NATIONWIDE — According to the Pew Research Center, in a normal year nearly 80% of students would be back in school full time by Labor Day. This year, a fraction of students will be back in school in order to limit the spread of COVID-19.

There are obvious reasons to reopen schools: It’s better for kids’ education, mental and emotional well-being, and enables parents to get to work. For children who rely on schools for meals, it’s also a source of stability. But is there a safe way to do it?

Early attempts to reopen point to the challenges of in-person schooling.

A student at Greenfield Central Junior High School in Indiana tested positive within the first few hours of school reopening. In Georgia’s largest public school system, 260 employees tested COVID positive or reported that they’d been exposed to someone who was. In each case, quarantines followed. 

And districts are still adjusting their re-opening plans, with many becoming far less ambitious.

One superintendent in Arizona is so concerned he’s taken his worries national: In a first-person account to the Washington Post, he explained that some of his staff has already tested positive, essential COVID-safety supplies haven’t arrived and he doesn’t know how to keep his students or staff safe. 

“Do I risk opening back up even if it’s going to cost us more lives? Or do we run school remotely and end up depriving these kids?” he asked.

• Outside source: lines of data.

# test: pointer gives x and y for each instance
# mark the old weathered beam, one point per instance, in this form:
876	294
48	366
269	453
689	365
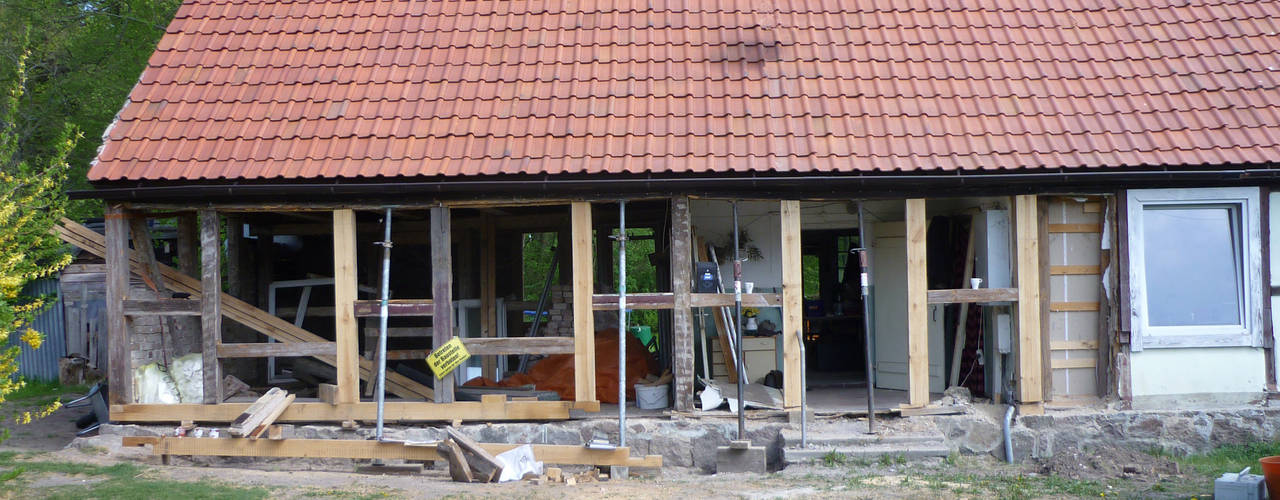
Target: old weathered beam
117	290
210	303
681	322
442	292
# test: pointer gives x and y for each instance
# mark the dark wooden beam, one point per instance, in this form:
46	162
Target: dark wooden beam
442	293
210	304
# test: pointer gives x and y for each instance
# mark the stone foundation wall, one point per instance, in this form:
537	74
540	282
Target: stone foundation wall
1174	431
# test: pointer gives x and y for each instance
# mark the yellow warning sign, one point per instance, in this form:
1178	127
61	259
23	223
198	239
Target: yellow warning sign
447	357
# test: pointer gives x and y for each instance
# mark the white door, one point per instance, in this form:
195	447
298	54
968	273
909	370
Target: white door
888	287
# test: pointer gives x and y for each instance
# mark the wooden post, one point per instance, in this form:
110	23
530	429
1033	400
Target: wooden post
442	293
1028	298
210	304
584	322
792	302
681	316
344	294
488	293
119	363
917	304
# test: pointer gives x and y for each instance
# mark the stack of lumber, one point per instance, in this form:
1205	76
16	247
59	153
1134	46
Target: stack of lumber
259	417
467	460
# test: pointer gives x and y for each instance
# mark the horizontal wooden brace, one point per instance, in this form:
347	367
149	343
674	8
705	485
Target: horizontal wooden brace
161	307
1074	270
398	307
1073	345
325	412
973	296
1075	228
368	449
1074	363
1073	306
277	349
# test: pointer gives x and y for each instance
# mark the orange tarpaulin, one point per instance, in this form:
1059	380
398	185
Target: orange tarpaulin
556	372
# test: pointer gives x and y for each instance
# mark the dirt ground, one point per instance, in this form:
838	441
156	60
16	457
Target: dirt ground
1111	473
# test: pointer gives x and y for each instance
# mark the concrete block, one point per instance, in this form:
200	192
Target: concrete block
740	459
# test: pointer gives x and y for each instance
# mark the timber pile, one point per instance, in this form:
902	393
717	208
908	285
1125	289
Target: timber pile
259	417
467	460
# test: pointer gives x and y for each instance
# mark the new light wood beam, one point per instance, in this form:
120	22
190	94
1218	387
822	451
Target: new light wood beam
584	322
344	290
442	292
917	304
682	324
210	303
792	302
1027	230
117	243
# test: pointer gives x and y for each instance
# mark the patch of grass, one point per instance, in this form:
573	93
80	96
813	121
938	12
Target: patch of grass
833	458
1228	458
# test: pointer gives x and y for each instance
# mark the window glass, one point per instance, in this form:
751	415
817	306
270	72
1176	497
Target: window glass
1192	265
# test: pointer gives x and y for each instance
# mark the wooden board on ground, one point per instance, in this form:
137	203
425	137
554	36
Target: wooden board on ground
364	449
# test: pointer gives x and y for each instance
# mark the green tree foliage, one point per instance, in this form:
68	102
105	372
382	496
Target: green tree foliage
31	202
82	59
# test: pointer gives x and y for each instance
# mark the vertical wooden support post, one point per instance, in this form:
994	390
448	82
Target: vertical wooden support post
584	322
792	303
210	303
681	315
489	313
344	288
1027	230
442	292
119	370
917	304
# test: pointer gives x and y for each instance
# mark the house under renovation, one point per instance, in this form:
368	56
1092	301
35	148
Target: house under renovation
1057	202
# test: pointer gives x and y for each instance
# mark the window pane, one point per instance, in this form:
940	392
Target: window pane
1192	265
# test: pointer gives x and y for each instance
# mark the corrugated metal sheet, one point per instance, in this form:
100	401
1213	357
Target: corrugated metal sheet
342	88
42	363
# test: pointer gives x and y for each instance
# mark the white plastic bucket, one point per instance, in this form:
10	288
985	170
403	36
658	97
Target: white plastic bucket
652	397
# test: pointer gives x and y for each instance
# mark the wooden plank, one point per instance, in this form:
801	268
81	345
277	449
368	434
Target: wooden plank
792	302
344	289
277	349
484	466
1073	306
324	412
210	303
1074	344
1075	363
396	307
718	319
917	304
1027	229
163	307
1075	228
489	312
520	345
369	449
973	296
1074	270
584	322
237	310
442	292
117	252
681	269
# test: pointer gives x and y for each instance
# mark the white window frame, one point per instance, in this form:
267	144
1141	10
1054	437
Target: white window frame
1249	331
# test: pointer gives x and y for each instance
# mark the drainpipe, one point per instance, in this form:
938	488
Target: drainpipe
622	322
382	321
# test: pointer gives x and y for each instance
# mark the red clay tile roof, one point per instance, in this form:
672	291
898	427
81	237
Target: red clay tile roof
356	88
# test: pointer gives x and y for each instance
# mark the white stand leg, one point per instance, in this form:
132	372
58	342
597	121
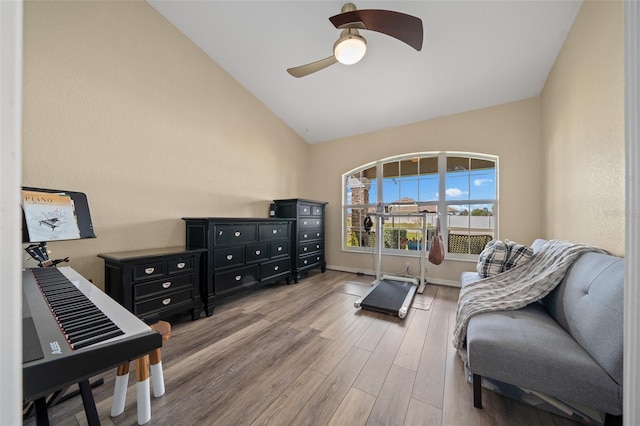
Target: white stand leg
119	395
157	379
143	394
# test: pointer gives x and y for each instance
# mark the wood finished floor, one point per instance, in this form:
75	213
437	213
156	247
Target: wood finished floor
303	355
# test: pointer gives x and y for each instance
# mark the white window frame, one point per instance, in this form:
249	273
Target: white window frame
442	203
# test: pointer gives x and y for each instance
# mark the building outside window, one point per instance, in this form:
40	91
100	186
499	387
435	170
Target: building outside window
460	188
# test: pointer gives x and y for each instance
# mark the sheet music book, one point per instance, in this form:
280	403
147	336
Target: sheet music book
50	216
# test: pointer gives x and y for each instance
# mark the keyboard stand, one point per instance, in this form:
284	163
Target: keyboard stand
41	406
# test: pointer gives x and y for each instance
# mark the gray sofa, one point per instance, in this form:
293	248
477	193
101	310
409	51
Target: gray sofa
569	345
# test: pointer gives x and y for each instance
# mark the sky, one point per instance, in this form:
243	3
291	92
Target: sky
465	185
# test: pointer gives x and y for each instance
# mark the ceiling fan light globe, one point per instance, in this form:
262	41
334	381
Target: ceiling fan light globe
350	50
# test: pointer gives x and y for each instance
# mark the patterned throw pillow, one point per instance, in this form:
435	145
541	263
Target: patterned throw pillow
492	259
517	254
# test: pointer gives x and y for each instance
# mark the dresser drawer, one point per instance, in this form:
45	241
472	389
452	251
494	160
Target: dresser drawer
305	261
167	285
309	235
304	210
276	267
273	231
164	302
312	247
234	234
279	248
145	271
257	252
227	257
310	223
181	265
235	278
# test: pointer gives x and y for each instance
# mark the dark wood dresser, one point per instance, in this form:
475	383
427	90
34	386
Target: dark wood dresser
308	235
162	281
242	253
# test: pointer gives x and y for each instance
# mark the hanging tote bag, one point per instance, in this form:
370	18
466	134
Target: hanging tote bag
436	252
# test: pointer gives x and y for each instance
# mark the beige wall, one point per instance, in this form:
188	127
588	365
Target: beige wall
510	131
120	105
583	132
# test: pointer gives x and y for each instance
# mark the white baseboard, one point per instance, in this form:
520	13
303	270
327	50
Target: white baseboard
437	281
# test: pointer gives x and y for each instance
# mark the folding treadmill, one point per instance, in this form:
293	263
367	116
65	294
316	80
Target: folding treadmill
393	294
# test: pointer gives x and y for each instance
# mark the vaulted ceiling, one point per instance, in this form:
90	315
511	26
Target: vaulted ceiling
475	54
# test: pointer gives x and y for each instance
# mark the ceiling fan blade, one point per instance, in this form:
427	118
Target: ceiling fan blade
307	69
398	25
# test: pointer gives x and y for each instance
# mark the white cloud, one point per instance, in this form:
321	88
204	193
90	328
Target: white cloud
482	182
454	192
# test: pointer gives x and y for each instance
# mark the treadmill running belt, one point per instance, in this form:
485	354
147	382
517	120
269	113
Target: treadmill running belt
388	296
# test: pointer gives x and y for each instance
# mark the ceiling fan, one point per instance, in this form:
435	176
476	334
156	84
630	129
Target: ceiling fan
351	46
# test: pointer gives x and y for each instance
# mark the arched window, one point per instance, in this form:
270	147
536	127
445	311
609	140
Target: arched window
459	187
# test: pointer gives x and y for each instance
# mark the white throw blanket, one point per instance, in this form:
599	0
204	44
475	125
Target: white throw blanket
517	287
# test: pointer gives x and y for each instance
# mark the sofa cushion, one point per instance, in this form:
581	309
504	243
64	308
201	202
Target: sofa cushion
492	259
588	304
528	348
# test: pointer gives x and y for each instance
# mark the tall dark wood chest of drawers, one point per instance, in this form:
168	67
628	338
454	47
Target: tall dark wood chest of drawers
242	253
163	281
307	240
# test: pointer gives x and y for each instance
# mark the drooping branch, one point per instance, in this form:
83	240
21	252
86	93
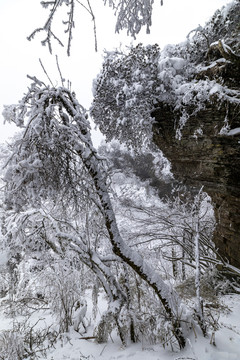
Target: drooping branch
75	139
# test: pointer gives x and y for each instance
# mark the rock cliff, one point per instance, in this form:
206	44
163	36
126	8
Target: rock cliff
207	152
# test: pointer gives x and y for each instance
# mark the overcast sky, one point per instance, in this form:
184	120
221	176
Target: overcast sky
19	57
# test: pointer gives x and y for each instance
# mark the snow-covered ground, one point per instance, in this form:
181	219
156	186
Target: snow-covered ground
227	338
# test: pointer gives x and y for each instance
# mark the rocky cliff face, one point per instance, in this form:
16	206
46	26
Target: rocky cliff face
207	155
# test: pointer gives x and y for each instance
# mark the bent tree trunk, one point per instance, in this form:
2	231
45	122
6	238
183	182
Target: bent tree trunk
56	133
88	154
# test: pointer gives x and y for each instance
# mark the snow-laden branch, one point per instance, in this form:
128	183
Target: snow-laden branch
47	160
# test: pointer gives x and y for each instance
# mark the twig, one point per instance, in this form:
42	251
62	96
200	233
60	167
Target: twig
46	72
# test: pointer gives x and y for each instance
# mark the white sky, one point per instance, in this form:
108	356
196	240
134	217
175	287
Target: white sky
19	57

On the other hand, keeping kids home creates added strain for parents who can’t find or afford child care. According to Goldman Sachs, up to 15% of parents with school-age children who were employed pre-COVID, are in danger of dropping out of the workforce if in-person school doesn’t resume in fall. This is likely to be felt hardest by women.

Dr. Fauci says that re-opening schools should be a hyper local decision. “What you like to see is that the infections in your community are on a down trend,” he told News Not Noise. 

“There may be counties in any given state where the infection dynamics in that county is so low that you could open up the school with no restriction and yet in the same state or in a neighboring state, the dynamics may be such that you want to be really careful when you open and do some modification,” Dr. Fauci said. “There are so many things that you can do that are different than just all open or all shut. Those extremes don't have to exist.”

And officials are listening: The majority of states have left the decision to re-open to local school districts. Most have opted for full or partial online classes in the fall.